UMAP and HDBSCAN on 7.5 million Dataset

raina678 commented 5 months ago

Hello,

I'm working with a very large dataset consisting of 7.5 million rows and 18 columns, which represents customer purchase behavior. I initially used UMAP for dimensionality reduction and attempted to tune the UMAP hyperparameters on a 5% subset of the dataset. However, I found that not all UMAP hyperparameters scale well, so I aim to tune both UMAP and HDBSCAN hyperparameters on the full dataset.

I'm using AWS SageMaker, so memory is not a constraint. Initially, I used the CPU implementation, but a single iteration was very time-consuming. Therefore, I switched to using RAPIDS AI for the GPU implementation of both UMAP and HDBSCAN. This approach ran significantly faster on G5 instances, with UMAP taking 16 minutes and HDBSCAN taking 1 hour and 16 minutes.

Afterwards, I used the Silhouette Score for evaluation (RAPIDS AI doesn't support relative validity of HDBSCAN). However, when attempting to run Bayesian Optimization, I encountered memory errors due to the G5 instance having only one GPU with 24GB of total GPU memory.

Question: How can I effectively tune hyperparameters for such a large dataset?
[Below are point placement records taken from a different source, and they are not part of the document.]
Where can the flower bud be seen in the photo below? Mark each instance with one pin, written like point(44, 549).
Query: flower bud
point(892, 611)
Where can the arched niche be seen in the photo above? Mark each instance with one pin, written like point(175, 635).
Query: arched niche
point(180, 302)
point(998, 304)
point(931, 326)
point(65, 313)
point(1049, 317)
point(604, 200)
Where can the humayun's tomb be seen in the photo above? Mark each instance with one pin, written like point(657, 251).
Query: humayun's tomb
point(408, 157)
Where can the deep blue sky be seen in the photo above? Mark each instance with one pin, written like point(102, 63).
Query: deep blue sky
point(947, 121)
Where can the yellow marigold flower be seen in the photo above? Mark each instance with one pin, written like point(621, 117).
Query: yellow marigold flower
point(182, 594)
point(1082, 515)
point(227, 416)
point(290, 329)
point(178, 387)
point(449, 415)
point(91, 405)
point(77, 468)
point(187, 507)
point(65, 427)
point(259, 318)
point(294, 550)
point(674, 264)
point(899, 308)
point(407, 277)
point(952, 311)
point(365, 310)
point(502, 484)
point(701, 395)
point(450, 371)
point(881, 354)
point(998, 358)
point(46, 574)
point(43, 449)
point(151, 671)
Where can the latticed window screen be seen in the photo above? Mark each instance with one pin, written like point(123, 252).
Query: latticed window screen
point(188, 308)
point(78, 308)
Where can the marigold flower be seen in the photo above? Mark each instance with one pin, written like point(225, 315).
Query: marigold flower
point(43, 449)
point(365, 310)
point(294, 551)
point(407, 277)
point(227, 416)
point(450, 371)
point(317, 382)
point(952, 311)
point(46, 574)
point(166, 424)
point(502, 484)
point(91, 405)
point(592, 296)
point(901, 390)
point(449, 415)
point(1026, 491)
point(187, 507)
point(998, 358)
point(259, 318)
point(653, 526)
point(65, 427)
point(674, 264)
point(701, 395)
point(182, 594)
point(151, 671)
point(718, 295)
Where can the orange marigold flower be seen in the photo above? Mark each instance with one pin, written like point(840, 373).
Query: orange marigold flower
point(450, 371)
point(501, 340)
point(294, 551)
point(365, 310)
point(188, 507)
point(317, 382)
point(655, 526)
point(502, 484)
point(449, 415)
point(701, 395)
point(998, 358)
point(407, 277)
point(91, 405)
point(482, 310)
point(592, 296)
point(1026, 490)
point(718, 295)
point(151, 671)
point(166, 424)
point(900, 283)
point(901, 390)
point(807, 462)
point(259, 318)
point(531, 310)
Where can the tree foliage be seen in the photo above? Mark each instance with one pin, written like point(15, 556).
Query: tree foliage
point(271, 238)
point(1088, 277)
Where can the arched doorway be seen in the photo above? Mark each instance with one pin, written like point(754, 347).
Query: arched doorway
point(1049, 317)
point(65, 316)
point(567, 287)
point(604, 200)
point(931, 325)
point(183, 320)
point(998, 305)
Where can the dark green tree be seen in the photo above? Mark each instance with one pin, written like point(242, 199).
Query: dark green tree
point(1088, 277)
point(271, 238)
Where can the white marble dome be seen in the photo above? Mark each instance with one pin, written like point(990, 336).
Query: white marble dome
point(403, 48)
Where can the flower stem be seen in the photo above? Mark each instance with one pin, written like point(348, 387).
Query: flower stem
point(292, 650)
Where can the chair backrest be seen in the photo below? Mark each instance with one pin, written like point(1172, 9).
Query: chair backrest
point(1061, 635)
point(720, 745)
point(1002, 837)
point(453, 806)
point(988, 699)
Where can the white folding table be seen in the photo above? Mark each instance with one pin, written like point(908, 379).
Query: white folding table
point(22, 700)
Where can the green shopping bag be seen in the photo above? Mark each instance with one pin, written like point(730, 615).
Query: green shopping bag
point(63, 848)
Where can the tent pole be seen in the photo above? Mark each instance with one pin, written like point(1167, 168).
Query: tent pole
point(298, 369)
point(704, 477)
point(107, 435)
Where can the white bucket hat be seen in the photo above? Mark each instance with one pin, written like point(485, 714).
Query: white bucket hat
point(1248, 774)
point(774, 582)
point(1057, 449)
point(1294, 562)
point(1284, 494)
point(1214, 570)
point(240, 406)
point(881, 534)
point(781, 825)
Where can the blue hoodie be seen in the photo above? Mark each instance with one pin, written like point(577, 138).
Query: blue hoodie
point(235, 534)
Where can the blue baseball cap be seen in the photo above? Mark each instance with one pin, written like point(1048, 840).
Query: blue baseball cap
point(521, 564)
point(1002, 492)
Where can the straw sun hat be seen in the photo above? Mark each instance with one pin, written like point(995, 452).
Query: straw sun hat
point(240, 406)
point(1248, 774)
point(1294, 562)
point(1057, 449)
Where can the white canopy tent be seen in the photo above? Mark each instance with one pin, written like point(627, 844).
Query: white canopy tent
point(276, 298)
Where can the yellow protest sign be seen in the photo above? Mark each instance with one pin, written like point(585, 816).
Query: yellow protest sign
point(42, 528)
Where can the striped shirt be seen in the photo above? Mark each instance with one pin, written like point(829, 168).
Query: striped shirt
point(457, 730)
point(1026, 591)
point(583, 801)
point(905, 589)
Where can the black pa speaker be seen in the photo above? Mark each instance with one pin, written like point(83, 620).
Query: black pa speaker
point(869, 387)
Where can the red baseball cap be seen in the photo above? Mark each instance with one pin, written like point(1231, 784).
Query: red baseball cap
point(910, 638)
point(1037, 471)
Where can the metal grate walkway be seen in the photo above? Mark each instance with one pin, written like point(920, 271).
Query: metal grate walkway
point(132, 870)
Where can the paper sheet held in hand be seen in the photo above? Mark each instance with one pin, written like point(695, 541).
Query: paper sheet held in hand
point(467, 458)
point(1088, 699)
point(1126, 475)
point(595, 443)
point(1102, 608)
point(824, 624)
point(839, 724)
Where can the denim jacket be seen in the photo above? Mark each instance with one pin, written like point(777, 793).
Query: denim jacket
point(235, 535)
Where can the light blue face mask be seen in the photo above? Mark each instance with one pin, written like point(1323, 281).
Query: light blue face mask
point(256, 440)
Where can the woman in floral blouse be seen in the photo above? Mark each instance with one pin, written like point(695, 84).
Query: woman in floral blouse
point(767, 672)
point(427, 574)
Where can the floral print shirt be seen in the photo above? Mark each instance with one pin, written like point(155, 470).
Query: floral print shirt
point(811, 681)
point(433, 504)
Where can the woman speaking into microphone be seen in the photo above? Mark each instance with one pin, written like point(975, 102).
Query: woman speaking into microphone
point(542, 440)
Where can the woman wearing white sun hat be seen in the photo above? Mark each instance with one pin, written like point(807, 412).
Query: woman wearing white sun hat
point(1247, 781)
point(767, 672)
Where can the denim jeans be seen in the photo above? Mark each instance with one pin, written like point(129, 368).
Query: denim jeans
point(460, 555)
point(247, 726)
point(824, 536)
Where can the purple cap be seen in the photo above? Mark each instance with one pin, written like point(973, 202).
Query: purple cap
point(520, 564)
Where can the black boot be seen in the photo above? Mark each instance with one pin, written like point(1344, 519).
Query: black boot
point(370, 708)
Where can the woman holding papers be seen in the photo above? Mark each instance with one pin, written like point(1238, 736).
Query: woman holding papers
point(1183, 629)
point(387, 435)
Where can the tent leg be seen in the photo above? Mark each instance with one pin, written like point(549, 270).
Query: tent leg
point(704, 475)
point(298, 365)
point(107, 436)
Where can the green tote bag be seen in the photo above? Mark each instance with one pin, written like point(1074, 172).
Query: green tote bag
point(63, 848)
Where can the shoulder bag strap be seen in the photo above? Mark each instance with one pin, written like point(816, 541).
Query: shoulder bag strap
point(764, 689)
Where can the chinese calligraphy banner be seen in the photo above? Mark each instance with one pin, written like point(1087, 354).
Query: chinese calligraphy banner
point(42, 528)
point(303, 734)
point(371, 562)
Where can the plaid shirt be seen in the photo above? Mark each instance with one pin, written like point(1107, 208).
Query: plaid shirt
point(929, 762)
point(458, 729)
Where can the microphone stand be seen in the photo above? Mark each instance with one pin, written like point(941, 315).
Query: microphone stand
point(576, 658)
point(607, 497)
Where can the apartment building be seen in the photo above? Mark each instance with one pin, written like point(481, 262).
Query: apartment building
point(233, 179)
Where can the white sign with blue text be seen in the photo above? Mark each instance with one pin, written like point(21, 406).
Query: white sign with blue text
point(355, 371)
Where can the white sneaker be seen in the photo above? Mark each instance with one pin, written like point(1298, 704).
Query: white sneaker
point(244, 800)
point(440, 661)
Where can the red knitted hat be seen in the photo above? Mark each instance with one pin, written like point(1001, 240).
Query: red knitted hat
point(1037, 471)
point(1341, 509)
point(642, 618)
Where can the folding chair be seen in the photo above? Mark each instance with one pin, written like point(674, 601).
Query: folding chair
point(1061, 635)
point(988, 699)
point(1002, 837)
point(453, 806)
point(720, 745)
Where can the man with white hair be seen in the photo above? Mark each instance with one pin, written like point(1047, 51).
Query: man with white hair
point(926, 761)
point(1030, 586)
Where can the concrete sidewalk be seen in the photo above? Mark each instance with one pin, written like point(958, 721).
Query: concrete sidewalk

Is it reasonable to tune the hyperparameters on a 5% subset and then apply those hyperparameters to the entire dataset?

Any ideas or references would be greatly appreciated. Thank you! @lmcinnes

lmcinnes commented 5 months ago

HDBSCAN should not really be taking that long, especially the GPU implementation, if you are reducing to a reasonable number of dimensions. So something odd is going on there.

raina678 commented 5 months ago

Thank you for your reply!

I am performing dimensionality reduction to 8 dimensions using UMAP. I am utilizing the ml.g5.2xlarge instance with the PyTorch 2.0.0 Python 3.10 GPU Optimized image.

Initially, I am applying a Power Transformer to preprocess my numerical columns. Following this, I apply UMAP for dimension reduction, and then use HDBSCAN for clustering. Below is the code I am using:

from cuml.manifold import UMAP as cumlUMAP
from cuml.cluster import HDBSCAN as cumlHDBSCAN
from sklearn.preprocessing import PowerTransformer
from sklearn.metrics import silhouette_score

# Apply Power transformer
def transform_data(df):
    # Separate numerical and categorical columns
    numerical_cols = df.select_dtypes(include=['int', 'float']).columns
    categorical_cols = df.select_dtypes(include=['category']).columns

    # Apply PowerTransformer to numerical data
    transformer = PowerTransformer()
    transformed_num = transformer.fit_transform(df[numerical_cols])   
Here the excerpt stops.